On a perdu Quentin, d’Éric Louis

On a perdu Quentin suivi de Casser du sucre à la pioche, d’Éric Louis : Le travail tue. Ce n’est pas une raison pour ne rien faire (quoi que…), mais un argument pour repenser son organisation, son sens et ses buts.

 

Une question que se posaient les Sophistes durant l’Antiquité était celle de la responsabilité, notamment à travers cet exemple : si un spectateur de jeux olympiques est transpercé par un javelot, où se situent les responsabilités ? Du côté du lanceur ? De son entraîneur ? De la foule des supporters ? Du javelot ? Du spectateur placé au mauvais endroit – sur la trajectoire ? Des organisateurs de la compète ? Du destin ? Du juge-arbitre ? Des sponsors ? Des journalistes ? Des parents du lanceur ?

Éric Louis reprend cette ancestrale interrogation, l’illustrant avec le cas du malheureux Quentin, cordiste mort à Bazancourt (Marne), dans le silo d’une multinationale du sucre – deux milliards et demi de chiffre d’affaires en 2016 grosso modo.

533x800_Eric-Louis_On-a-perdu-QuentinCertain·e·s, muni·e·s de leur courte vue ou de leur mauvaise foi fertiles en déni, auront promptement considéré Quentin comme seul et unique responsable du faux-pas qui a mené à sa perte. Éric Louis, qui connaît le métier de cordiste, en a décrit les difficultés (cf. Casser du sucre à la pioche, éditions du commun, 2016, 26 p.), dans la veine de La Centrale d’Élisabeth Filhol (P.O.L., 2010, 140 p.) qui, quant à elle, a dépeint le milieu également très rude et anxiogène des intérimaires du nucléaire (NB : inspirant dans la foulée le film Grand Central à Rebecca Zlotowski, avec Léa Seydoux, Tahar Rahim, Olivier Gourmet, 2013).

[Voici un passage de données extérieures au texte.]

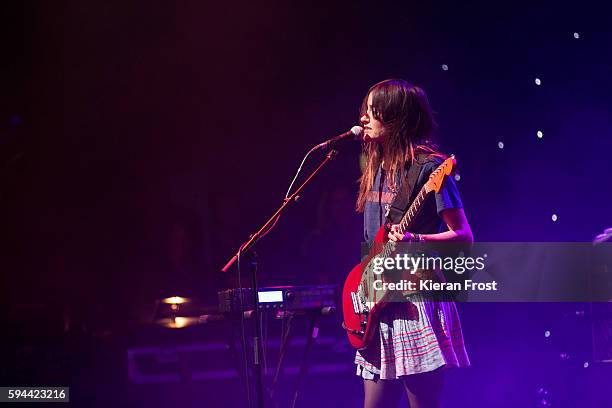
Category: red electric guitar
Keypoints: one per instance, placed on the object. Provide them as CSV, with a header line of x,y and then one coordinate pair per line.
x,y
361,302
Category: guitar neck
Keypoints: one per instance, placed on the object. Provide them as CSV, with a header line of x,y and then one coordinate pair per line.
x,y
413,210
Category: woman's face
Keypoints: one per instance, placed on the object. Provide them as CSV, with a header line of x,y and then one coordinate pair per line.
x,y
372,127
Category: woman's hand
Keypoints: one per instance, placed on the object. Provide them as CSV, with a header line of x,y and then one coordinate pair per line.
x,y
395,235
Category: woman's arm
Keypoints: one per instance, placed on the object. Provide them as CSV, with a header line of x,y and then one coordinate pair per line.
x,y
459,229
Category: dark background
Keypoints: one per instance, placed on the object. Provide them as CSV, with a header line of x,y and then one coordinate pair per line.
x,y
142,142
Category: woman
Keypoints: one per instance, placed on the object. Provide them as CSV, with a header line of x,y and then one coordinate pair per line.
x,y
420,338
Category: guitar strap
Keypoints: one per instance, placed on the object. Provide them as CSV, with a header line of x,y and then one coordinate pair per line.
x,y
402,200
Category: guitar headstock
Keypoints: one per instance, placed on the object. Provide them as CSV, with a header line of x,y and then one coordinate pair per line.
x,y
437,176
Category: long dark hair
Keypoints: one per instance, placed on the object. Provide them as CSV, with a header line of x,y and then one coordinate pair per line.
x,y
408,125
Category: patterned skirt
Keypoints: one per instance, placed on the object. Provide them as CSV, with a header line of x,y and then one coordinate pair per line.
x,y
414,337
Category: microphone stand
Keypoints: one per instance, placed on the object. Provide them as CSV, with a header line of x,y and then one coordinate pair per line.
x,y
246,247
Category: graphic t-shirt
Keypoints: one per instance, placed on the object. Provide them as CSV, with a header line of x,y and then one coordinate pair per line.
x,y
428,220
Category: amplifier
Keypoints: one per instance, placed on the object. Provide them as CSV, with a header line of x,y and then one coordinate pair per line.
x,y
293,298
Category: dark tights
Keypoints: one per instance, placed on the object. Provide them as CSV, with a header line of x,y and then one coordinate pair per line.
x,y
423,390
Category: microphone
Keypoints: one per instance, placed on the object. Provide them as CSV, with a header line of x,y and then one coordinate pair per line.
x,y
355,132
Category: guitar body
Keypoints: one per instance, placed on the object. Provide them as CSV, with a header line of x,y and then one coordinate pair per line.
x,y
361,321
362,304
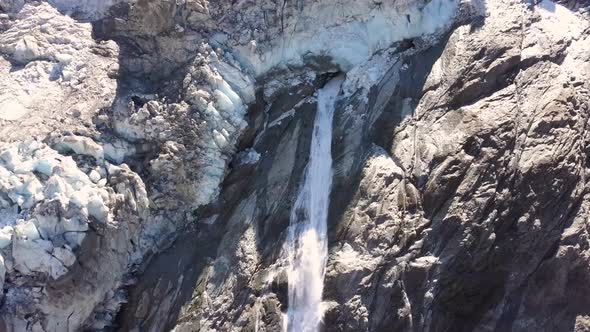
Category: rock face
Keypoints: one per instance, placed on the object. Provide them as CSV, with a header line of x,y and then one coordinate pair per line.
x,y
151,153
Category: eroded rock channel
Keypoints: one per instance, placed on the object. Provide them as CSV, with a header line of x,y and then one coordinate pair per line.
x,y
152,154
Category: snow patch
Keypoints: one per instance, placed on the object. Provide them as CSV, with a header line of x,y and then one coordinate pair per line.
x,y
351,36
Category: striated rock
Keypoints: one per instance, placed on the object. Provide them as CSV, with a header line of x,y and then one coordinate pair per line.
x,y
151,153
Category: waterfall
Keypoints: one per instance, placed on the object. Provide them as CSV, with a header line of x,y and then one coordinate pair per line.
x,y
307,245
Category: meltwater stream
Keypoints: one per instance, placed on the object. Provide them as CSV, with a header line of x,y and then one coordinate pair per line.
x,y
307,246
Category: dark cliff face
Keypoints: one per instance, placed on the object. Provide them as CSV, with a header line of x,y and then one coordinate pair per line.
x,y
459,198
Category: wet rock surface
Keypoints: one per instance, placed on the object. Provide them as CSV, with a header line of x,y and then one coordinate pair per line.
x,y
151,153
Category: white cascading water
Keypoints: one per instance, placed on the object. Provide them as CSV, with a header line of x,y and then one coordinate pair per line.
x,y
307,245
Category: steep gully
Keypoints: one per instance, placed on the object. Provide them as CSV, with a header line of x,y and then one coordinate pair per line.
x,y
307,245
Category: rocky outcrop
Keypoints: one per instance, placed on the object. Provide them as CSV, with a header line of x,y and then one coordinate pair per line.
x,y
150,159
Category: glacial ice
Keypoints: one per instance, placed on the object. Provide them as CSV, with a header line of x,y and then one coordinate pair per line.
x,y
349,33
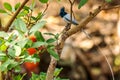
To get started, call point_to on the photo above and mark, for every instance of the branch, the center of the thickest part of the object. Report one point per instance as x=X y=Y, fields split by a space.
x=65 y=35
x=14 y=16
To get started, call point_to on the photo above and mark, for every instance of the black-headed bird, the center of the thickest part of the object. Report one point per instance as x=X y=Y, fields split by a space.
x=67 y=16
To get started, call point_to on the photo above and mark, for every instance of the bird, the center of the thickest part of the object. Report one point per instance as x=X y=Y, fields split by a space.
x=66 y=17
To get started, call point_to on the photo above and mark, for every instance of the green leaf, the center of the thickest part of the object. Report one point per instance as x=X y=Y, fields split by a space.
x=8 y=65
x=8 y=6
x=53 y=53
x=39 y=16
x=37 y=26
x=35 y=77
x=108 y=0
x=39 y=36
x=32 y=5
x=23 y=13
x=38 y=44
x=17 y=50
x=18 y=69
x=51 y=34
x=11 y=52
x=12 y=64
x=51 y=40
x=3 y=47
x=3 y=56
x=3 y=34
x=2 y=11
x=17 y=6
x=57 y=36
x=43 y=1
x=20 y=25
x=82 y=3
x=23 y=41
x=4 y=66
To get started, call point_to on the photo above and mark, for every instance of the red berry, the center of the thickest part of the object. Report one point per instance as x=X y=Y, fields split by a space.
x=31 y=51
x=33 y=38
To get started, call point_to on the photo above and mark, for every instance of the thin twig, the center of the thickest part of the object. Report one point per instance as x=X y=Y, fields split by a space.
x=14 y=16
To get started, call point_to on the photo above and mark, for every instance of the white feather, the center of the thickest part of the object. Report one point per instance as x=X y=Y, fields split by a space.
x=67 y=18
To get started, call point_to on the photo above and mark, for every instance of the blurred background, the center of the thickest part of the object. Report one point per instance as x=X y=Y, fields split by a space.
x=83 y=54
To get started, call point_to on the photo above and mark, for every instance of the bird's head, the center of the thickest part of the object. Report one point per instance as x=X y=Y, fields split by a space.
x=62 y=12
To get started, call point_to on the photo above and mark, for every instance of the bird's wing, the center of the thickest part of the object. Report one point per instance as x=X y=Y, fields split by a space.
x=67 y=18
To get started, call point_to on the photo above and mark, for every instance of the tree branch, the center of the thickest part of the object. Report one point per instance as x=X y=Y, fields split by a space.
x=14 y=16
x=65 y=35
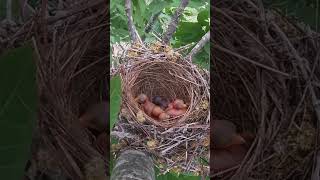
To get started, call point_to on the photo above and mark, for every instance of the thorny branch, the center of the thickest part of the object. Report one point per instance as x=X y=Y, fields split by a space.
x=174 y=22
x=134 y=36
x=198 y=46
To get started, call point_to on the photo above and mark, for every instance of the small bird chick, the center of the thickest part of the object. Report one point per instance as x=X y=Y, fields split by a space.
x=160 y=101
x=179 y=104
x=142 y=98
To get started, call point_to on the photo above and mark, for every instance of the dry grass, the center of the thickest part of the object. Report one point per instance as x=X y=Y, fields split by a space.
x=157 y=70
x=265 y=76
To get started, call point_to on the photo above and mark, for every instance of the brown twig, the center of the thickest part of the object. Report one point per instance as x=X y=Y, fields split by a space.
x=152 y=21
x=203 y=41
x=174 y=21
x=134 y=36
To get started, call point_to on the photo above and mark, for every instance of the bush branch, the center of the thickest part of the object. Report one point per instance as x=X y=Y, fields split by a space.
x=199 y=46
x=151 y=22
x=174 y=21
x=134 y=36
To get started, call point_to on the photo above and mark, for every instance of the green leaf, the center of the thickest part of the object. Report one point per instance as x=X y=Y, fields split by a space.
x=203 y=18
x=115 y=99
x=188 y=32
x=17 y=110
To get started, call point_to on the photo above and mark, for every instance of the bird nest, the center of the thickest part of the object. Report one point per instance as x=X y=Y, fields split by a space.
x=175 y=142
x=263 y=63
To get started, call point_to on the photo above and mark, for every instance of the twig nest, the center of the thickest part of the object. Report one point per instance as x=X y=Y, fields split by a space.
x=173 y=79
x=166 y=100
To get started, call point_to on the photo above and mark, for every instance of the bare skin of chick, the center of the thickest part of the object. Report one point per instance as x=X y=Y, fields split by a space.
x=160 y=101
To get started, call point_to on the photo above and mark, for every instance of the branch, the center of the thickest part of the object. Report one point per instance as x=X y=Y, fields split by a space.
x=174 y=22
x=9 y=10
x=199 y=46
x=134 y=36
x=151 y=22
x=133 y=164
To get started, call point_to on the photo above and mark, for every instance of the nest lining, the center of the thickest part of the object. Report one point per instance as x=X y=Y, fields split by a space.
x=175 y=143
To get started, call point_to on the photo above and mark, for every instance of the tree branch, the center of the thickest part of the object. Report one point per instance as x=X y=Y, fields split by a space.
x=199 y=46
x=133 y=164
x=9 y=10
x=174 y=21
x=151 y=22
x=134 y=36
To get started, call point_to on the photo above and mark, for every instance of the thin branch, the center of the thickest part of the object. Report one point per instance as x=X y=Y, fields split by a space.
x=134 y=36
x=174 y=21
x=151 y=22
x=203 y=41
x=9 y=10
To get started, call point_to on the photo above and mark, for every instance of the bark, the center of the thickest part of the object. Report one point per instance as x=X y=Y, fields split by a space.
x=174 y=21
x=151 y=22
x=9 y=10
x=134 y=36
x=133 y=164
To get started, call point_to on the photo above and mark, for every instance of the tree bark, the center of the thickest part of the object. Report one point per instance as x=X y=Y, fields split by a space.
x=174 y=22
x=133 y=164
x=9 y=10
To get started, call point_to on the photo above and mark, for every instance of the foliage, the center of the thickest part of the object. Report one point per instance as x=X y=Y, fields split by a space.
x=194 y=23
x=17 y=110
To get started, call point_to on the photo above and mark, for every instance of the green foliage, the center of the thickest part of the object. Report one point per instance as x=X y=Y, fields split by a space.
x=17 y=110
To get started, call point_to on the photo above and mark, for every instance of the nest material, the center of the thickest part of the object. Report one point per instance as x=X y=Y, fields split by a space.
x=71 y=64
x=175 y=142
x=263 y=65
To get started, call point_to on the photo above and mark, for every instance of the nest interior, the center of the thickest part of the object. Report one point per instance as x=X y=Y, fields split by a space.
x=162 y=79
x=175 y=143
x=262 y=64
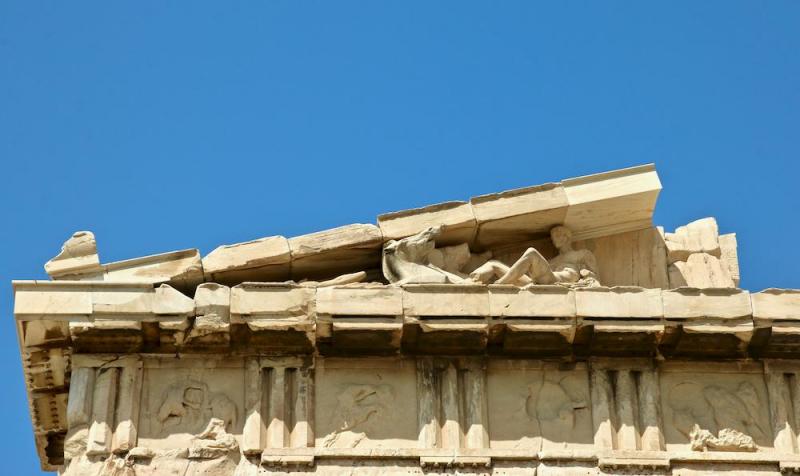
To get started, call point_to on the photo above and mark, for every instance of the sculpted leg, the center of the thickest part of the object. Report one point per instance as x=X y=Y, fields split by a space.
x=532 y=264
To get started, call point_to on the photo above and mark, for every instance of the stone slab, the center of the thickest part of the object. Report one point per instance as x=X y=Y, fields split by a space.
x=264 y=259
x=457 y=218
x=330 y=253
x=518 y=215
x=776 y=304
x=619 y=303
x=360 y=300
x=692 y=303
x=508 y=301
x=445 y=300
x=611 y=202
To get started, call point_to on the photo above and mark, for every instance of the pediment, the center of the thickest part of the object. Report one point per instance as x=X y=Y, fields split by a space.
x=594 y=206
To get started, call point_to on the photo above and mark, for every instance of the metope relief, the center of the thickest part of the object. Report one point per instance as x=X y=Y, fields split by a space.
x=189 y=406
x=416 y=259
x=539 y=409
x=716 y=412
x=359 y=410
x=184 y=408
x=365 y=408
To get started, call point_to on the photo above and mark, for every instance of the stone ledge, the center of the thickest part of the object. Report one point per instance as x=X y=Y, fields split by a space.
x=539 y=320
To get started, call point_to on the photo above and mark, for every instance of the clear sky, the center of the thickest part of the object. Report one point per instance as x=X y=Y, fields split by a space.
x=171 y=125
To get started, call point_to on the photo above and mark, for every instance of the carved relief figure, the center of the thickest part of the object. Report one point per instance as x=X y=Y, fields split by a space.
x=417 y=260
x=357 y=410
x=716 y=419
x=552 y=405
x=189 y=405
x=576 y=268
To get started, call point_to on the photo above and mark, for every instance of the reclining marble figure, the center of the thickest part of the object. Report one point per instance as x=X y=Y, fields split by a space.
x=417 y=260
x=576 y=268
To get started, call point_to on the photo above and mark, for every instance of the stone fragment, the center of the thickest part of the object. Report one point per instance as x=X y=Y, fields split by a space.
x=518 y=215
x=776 y=304
x=330 y=253
x=508 y=301
x=360 y=300
x=169 y=301
x=730 y=256
x=611 y=202
x=212 y=322
x=457 y=220
x=270 y=300
x=621 y=302
x=78 y=256
x=265 y=259
x=700 y=236
x=701 y=270
x=181 y=269
x=689 y=303
x=445 y=300
x=213 y=299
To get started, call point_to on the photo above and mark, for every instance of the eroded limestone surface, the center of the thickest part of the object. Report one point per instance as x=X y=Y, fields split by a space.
x=547 y=330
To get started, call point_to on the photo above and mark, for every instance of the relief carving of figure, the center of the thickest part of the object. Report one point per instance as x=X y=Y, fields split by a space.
x=357 y=407
x=189 y=405
x=570 y=267
x=716 y=419
x=417 y=260
x=552 y=404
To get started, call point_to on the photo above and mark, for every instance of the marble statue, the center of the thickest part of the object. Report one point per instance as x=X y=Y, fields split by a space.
x=577 y=268
x=416 y=259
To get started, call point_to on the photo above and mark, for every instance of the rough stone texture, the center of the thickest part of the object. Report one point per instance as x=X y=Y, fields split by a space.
x=518 y=215
x=611 y=202
x=456 y=218
x=265 y=259
x=695 y=256
x=138 y=368
x=330 y=253
x=78 y=256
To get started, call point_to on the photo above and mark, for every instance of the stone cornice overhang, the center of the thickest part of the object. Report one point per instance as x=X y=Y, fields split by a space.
x=57 y=319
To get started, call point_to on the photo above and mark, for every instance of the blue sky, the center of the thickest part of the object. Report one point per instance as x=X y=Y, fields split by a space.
x=167 y=125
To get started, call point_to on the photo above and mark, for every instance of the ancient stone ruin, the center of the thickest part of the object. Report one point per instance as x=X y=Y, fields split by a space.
x=547 y=330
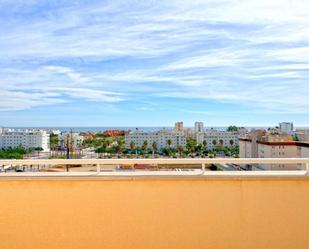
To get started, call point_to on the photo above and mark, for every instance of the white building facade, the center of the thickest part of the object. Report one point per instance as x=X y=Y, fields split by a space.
x=177 y=139
x=198 y=127
x=29 y=139
x=286 y=127
x=76 y=138
x=215 y=138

En ce qui concerne Quentin, Éric Louis recontextualise cet accident du travail qui était tout sauf imprévisible. Car il y a eu des précédents. Car il y aura toujours des petits chefs pour imposer des cadences effrénées. Car le profit prime sur l’humain – celui-ci sacrifiable sur l’autel de celui-là. Car il y a peut-être, par-ci par-là, encouragés par une législation complice, des dirigeants d’entreprise qui fuient leurs responsabilités et des enquêtes classées régulièrement sans suite, suite à ces drames. Ces attitudes rejetant la faute sur l’individu rendu seul responsable de ce qui lui arrive nous font évidemment immanquablement penser à ces Rémi Fraisse (tué à Sivens), Maxime Peugeot (estropié par la gendarmerie à Notre-Dame-des-Landes) ou Robin Pagès (estropié par la police à Bure) dont les affaires tendent à être classées par une justice obtuse et que les assureurs rechignent à dédommager, au nom justement de la responsabilité du problème survenu qui incomberait entièrement à la victime.

Au final, On a perdu Quentin, s’il est d’abord un hommage très émouvant rendu à un collègue, est également un réquisitoire contre le manque de solidarité entre frères humains, contre les petites lâchetés des haut-placés dans les hiérarchies et contre les conditions faites aux travailleurs précarisés.

On a perdu Quentin suivi de Casser du sucre à la pioche, d’Éric Louis, éditions du commun, Rennes, 2018, coll. « Des réels », 64 pages, 6 €.